Vordering van de benadeelde partij [politieambtenaar2]

Wijst toe de vordering tot schadevergoeding van de benadeelde partij [politieambtenaar2] ter zake van het onder 2 bewezenverklaarde tot het bedrag van
€ 350,00 (driehonderdvijftig euro) ter zake van immateriële schade, vermeerderd met de wettelijke rente vanaf de hierna te noemen aanvangsdatum tot aan de dag der voldoening.
Veroordeelt de verdachte in de door de benadeelde partij gemaakte en ten behoeve van de tenuitvoerlegging nog te maken kosten, tot aan de datum van deze uitspraak begroot op nihil.
Legt aan de verdachte de verplichting op om aan de Staat, ten behoeve van het slachtoffer, genaamd [politieambtenaar2], ter zake van het onder 2 bewezenverklaarde een bedrag te betalen van € 350,00 (driehonderdvijftig euro) als vergoeding voor immateriële schade, vermeerderd met de wettelijke rente vanaf de hierna te noemen aanvangsdatum tot aan de dag der voldoening.
Bepaalt de duur van de gijzeling op ten hoogste 7 (zeven) dagen. Toepassing van die gijzeling heft de verplichting tot schadevergoeding aan de Staat ten behoeve van het slachtoffer niet op.
Bepaalt dat indien en voor zover de verdachte aan een van beide betalingsverplichtingen heeft voldaan, de andere vervalt.
Bepaalt de aanvangsdatum van de wettelijke rente voor de immateriële schade op 9 juni 2020.

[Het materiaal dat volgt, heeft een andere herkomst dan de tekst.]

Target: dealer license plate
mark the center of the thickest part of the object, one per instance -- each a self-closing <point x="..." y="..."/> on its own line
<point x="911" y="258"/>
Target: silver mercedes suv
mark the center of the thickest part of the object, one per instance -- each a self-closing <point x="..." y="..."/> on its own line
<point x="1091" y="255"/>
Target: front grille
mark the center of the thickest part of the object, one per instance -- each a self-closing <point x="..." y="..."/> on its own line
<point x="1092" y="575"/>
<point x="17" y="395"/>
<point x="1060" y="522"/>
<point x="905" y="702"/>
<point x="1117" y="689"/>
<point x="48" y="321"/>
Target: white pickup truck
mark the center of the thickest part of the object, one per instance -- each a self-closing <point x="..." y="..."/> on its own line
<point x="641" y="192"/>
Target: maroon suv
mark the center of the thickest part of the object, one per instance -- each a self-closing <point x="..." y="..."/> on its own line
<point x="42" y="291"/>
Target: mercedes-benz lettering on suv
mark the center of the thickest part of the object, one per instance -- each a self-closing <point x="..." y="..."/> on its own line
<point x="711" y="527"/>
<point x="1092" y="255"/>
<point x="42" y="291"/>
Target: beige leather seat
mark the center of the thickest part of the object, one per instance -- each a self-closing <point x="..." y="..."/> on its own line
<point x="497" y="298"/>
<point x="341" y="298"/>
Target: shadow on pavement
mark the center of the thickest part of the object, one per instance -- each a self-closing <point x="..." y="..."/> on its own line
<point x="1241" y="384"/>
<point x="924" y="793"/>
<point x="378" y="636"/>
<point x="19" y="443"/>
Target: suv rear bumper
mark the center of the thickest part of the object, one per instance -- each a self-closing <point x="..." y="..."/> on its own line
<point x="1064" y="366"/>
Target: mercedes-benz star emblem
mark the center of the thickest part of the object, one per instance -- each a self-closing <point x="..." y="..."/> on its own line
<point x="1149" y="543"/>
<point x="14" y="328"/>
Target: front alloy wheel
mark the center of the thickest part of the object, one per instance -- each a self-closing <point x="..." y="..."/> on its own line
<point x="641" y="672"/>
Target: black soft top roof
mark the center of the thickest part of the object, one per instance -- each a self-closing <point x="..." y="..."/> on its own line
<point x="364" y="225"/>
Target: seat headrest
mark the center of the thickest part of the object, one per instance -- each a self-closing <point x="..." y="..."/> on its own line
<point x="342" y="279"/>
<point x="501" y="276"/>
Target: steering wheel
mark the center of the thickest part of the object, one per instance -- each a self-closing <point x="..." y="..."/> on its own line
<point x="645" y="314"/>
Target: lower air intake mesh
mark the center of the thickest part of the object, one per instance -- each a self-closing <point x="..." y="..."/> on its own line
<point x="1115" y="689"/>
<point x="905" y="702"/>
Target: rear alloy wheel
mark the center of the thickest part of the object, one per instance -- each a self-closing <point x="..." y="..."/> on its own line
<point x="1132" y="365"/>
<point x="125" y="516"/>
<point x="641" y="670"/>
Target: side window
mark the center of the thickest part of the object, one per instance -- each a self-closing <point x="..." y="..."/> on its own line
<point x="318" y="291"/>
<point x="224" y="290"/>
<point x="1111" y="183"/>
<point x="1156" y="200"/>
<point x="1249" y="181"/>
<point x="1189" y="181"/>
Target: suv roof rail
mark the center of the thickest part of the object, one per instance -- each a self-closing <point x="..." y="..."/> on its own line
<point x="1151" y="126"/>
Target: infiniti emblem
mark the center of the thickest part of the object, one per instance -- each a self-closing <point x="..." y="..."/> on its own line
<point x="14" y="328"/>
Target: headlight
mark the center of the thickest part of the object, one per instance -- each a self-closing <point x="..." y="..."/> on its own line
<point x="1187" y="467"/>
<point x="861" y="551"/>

Vordering van de benadeelde partij [politieambtenaar1]

Wijst toe de vordering tot schadevergoeding van de benadeelde partij [politieambtenaar1] ter zake van het onder 2 bewezenverklaarde tot het bedrag van
€ 350,00 (driehonderdvijftig euro) ter zake van immateriële schade, vermeerderd met de wettelijke rente vanaf de hierna te noemen aanvangsdatum tot aan de dag der voldoening.
Veroordeelt de verdachte in de door de benadeelde partij gemaakte en ten behoeve van de tenuitvoerlegging nog te maken kosten, tot aan de datum van deze uitspraak begroot op nihil.
Legt aan de verdachte de verplichting op om aan de Staat, ten behoeve van het slachtoffer, genaamd [politieambtenaar1], ter zake van het onder 2 bewezenverklaarde een bedrag te betalen van € 350,00 (driehonderdvijftig euro) als vergoeding voor immateriële schade, vermeerderd met de wettelijke rente vanaf de hierna te noemen aanvangsdatum tot aan de dag der voldoening.
Bepaalt de duur van de gijzeling op ten hoogste 7 (zeven) dagen. Toepassing van die gijzeling heft de verplichting tot schadevergoeding aan de Staat ten behoeve van het slachtoffer niet op.
Bepaalt dat indien en voor zover de verdachte aan een van beide betalingsverplichtingen heeft voldaan, de andere vervalt.
Bepaalt de aanvangsdatum van de wettelijke rente voor de immateriële schade op 9 juni 2020.
Dit arrest is gewezen door mr. T.B. Trotman,
mr. M. Koole en mr. J.A.W. van 't Westeinde,
in bijzijn van de griffier mr. M. Rouw.
Het is uitgesproken op de openbare terechtzitting van het hof van 17 december 2021.